When I was a kid I always imagined that when we'd grown up we'd live close to each other, and going to her wedding was a given. We were best friends since we were tiny, and in spite of her and her family moving when we were still at primary school, we're still friends and we're still pretty close.
So when she told me she was getting married in July, my heart sunk.
I knew it was coming up, but I had utterly convinced myself she was getting married in August- I don't know why, I just did. When she told me originally told me the date, I didn't tell her, I couldn't bring myself to tell my oldest friend that I wasn't going to be at her wedding. July is my first ever jaunt around (mostly Eastern) Europe, it's my longest trip to date.
And, it just so happens to coincide with the biggest day in my friend's whole life.
I tossed it around in my head for a few days, talking to my best friend about what I should do. My trip was already booked and fully paid for. Should I cancel my trip? Or I could cut it short? Change my dates around- though attending a festival made that impossible. I felt awful, and had no idea what the right answer was. In that time, my invite had turned up, and I read it and hid in a drawer in my bedroom, like that would make the problem go away. I decided that I would have to tell her face to face that I couldn't go to her wedding. Then our plans to meet up got mangled, we still live at opposite ends of the south to this day, and I had to tell her.

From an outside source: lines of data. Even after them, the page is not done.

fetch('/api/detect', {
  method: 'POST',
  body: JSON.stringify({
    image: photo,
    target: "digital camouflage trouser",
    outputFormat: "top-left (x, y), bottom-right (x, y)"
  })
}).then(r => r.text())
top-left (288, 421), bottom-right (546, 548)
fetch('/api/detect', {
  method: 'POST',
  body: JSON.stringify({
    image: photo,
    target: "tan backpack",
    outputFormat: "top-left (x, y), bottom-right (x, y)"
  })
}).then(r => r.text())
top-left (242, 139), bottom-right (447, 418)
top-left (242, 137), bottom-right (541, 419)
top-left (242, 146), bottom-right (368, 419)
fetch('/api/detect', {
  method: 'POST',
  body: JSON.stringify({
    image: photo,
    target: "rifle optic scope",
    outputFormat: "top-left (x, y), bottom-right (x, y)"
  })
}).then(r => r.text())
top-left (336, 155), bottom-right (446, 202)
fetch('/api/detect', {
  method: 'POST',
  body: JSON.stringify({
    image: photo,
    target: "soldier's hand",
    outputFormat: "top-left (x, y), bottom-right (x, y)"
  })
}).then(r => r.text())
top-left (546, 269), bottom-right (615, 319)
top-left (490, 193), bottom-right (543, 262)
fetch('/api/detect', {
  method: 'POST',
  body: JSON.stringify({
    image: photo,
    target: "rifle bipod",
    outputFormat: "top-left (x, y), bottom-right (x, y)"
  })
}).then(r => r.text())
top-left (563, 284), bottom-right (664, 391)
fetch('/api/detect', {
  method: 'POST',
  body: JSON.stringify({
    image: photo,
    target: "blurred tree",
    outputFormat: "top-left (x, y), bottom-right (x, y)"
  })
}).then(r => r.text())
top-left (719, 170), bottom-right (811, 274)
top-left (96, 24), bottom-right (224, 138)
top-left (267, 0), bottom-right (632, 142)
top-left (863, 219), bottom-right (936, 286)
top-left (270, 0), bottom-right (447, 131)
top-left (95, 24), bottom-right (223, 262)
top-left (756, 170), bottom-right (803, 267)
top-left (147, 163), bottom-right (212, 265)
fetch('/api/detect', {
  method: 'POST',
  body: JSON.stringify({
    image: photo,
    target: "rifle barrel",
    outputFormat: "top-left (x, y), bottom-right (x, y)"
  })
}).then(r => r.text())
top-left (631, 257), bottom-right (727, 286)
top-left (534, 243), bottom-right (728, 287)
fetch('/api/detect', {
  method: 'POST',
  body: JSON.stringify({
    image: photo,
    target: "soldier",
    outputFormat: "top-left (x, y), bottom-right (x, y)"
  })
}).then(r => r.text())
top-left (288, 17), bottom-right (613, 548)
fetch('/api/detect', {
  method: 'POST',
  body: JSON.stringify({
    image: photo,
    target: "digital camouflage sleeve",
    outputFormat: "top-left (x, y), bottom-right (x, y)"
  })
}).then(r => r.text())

It had never occurred to me in my whole life that I would miss Lucy's wedding.
Thankfully she was fine with it, completely understanding, and not at all mad. It doesn't change that I really wish I was going to be there, and I'm still not entirely sure I won't regret not being at her wedding in the future. On the day of her wedding I will be in Zagreb, Croatia.
How am I dealing with this rack of guilt? Not very well, to be perfectly honest. I hope that on the day my mind will be consumed with other things and I won't feel so bad about it. Right now, I'm still gutted that I won't be there. Knowing that Lucy isn't mad about it makes me feel less guilty, and I am going to her hen night next month, which will be amazing and we'll have a great time celebrating her last (ish) nights of freedom.
Have you ever dealt with a situation like this? What did you do?